If you want your mobile app to be a success, you have to pack it full of user-friendly features. After all, if users aren’t able to use your app effectively, they’ll bypass it in favor of other, similar apps on the market. It is the rare app that doesn’t have competitors, and good UI is often the only way your app can dominate the competition.
1. Offer social media integration
People want to share their app badges and achievements with friends in their social networks. They also want to interact with other people who use the same app. Nearly all successful apps now include a social media integration component, so people can share levels beaten, calories burned, or other achievements they’ve unlocked.

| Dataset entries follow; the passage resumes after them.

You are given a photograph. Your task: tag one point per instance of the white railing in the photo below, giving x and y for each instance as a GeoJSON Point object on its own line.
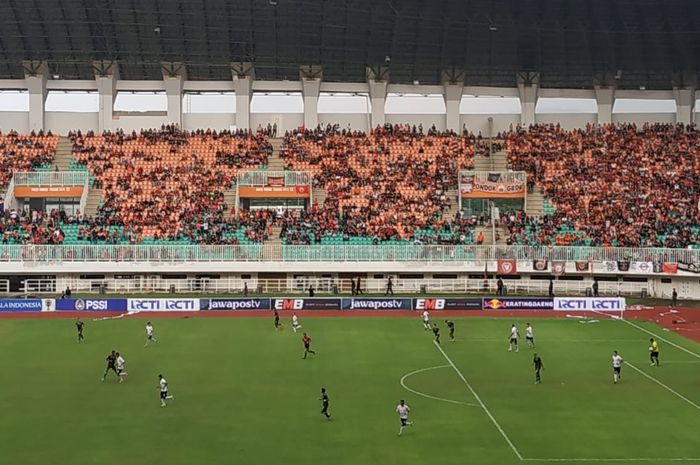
{"type": "Point", "coordinates": [50, 178]}
{"type": "Point", "coordinates": [337, 253]}
{"type": "Point", "coordinates": [267, 178]}
{"type": "Point", "coordinates": [331, 286]}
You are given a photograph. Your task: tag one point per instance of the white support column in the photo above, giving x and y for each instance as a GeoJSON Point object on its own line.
{"type": "Point", "coordinates": [106, 77]}
{"type": "Point", "coordinates": [310, 88]}
{"type": "Point", "coordinates": [35, 75]}
{"type": "Point", "coordinates": [528, 88]}
{"type": "Point", "coordinates": [243, 87]}
{"type": "Point", "coordinates": [173, 92]}
{"type": "Point", "coordinates": [453, 97]}
{"type": "Point", "coordinates": [605, 98]}
{"type": "Point", "coordinates": [685, 104]}
{"type": "Point", "coordinates": [377, 95]}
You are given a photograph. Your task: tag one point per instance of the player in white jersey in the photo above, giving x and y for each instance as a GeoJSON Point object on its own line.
{"type": "Point", "coordinates": [163, 386]}
{"type": "Point", "coordinates": [121, 368]}
{"type": "Point", "coordinates": [149, 334]}
{"type": "Point", "coordinates": [513, 339]}
{"type": "Point", "coordinates": [295, 322]}
{"type": "Point", "coordinates": [617, 366]}
{"type": "Point", "coordinates": [403, 410]}
{"type": "Point", "coordinates": [529, 336]}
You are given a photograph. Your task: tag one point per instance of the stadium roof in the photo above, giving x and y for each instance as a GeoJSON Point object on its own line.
{"type": "Point", "coordinates": [571, 43]}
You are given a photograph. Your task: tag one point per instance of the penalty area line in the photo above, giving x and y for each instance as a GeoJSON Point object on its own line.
{"type": "Point", "coordinates": [481, 402]}
{"type": "Point", "coordinates": [428, 396]}
{"type": "Point", "coordinates": [671, 390]}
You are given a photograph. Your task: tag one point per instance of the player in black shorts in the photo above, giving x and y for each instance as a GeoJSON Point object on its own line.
{"type": "Point", "coordinates": [537, 363]}
{"type": "Point", "coordinates": [111, 365]}
{"type": "Point", "coordinates": [451, 328]}
{"type": "Point", "coordinates": [324, 404]}
{"type": "Point", "coordinates": [277, 321]}
{"type": "Point", "coordinates": [79, 326]}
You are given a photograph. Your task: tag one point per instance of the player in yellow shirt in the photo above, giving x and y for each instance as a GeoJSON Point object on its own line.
{"type": "Point", "coordinates": [654, 352]}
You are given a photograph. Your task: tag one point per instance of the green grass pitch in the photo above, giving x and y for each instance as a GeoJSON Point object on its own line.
{"type": "Point", "coordinates": [244, 395]}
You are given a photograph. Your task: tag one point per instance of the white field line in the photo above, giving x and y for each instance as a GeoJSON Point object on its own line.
{"type": "Point", "coordinates": [428, 396]}
{"type": "Point", "coordinates": [481, 402]}
{"type": "Point", "coordinates": [671, 390]}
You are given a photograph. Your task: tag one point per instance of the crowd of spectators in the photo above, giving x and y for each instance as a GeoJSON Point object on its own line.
{"type": "Point", "coordinates": [391, 184]}
{"type": "Point", "coordinates": [24, 152]}
{"type": "Point", "coordinates": [618, 185]}
{"type": "Point", "coordinates": [166, 183]}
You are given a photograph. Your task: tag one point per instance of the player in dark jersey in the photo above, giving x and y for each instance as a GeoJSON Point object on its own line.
{"type": "Point", "coordinates": [277, 321]}
{"type": "Point", "coordinates": [307, 345]}
{"type": "Point", "coordinates": [79, 326]}
{"type": "Point", "coordinates": [111, 365]}
{"type": "Point", "coordinates": [537, 363]}
{"type": "Point", "coordinates": [324, 403]}
{"type": "Point", "coordinates": [451, 327]}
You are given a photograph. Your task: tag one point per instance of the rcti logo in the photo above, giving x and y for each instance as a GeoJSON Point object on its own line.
{"type": "Point", "coordinates": [494, 303]}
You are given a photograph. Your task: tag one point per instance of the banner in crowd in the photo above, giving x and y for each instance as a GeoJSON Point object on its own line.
{"type": "Point", "coordinates": [306, 304]}
{"type": "Point", "coordinates": [447, 304]}
{"type": "Point", "coordinates": [40, 192]}
{"type": "Point", "coordinates": [472, 188]}
{"type": "Point", "coordinates": [376, 304]}
{"type": "Point", "coordinates": [583, 266]}
{"type": "Point", "coordinates": [235, 304]}
{"type": "Point", "coordinates": [589, 303]}
{"type": "Point", "coordinates": [689, 267]}
{"type": "Point", "coordinates": [22, 305]}
{"type": "Point", "coordinates": [509, 266]}
{"type": "Point", "coordinates": [92, 305]}
{"type": "Point", "coordinates": [163, 305]}
{"type": "Point", "coordinates": [273, 192]}
{"type": "Point", "coordinates": [558, 268]}
{"type": "Point", "coordinates": [518, 303]}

2. …and offer an option to make an account without using social media
Not everybody has a Facebook or Twitter account, and not everyone wants to give their social media profiles access to their app information. Let’s say you’re making a health and fitness app. Some people might not want the information to connect to Facebook, especially if they’re doing fewer push-ups or eating more junk food than they’d like to share. Give people the option to make an app-specific account that does not track with social media.
3. Don’t make users log in every time
When a user taps your app icon, that user wants to start the app right away. Users don’t want to sit through a lengthy animation, and they certainly don’t want to have to type in a name and password every time they open the app. Give users the opportunity to go straight to the app; don’t fill the first minute up with unnecessary home and login screens.
4. Know what to do with the phone’s sleep function
If you’ve got an app that requires users to go for a period of time without touching the screen, make sure your app knows to override the phone’s sleep function. The popular Gorilla Workout app, automatically goes to sleep if the user don’t touch the screen regularly. This is a UI failing in an otherwise successful app, as users don’t have time to touch the screen every 15 seconds during a workout. Pay attention to the sleep function and similar small details; if you don’t get these right, your competitors will.
5. Gain your users’ trust
There are three ways to gain your users’ trust. First, don’t include ads in your app if you can help it. Second, give users the opportunity to try your app for free — many of us have been so burned by bad apps that we don’t want to purchase a new one unless we’re sure we like the UI. Third, warn your users if there are similar “fake apps” out there. Many apps come with malicious code or malware attached. If you know you’ve got a fake app competitor, let your users know that you are the real app on the market and make smartphone security recommendations easy to access and comprehend.
6. Make all functionality seamless
Don’t require two screens when you could have one. Don’t require three taps when you could get it done in two. Play around with your app and note every instance where you seem to repeat a step or take multiple steps to get something done. Cut those extra movements out, design is an integral part of any app which DF covered here!
7. Test your app, and ask questions
How do you know if your app is user-friendly? Give it to users. Ask a group of people to test your app and tell you what they like and don’t like. Ask specific questions: When did the app feel slow? What features were the most difficult to access? What part of the app was the most confusing? Integrate their answers and their suggestions, and repeat the process until you have an app that has been optimized for good UI.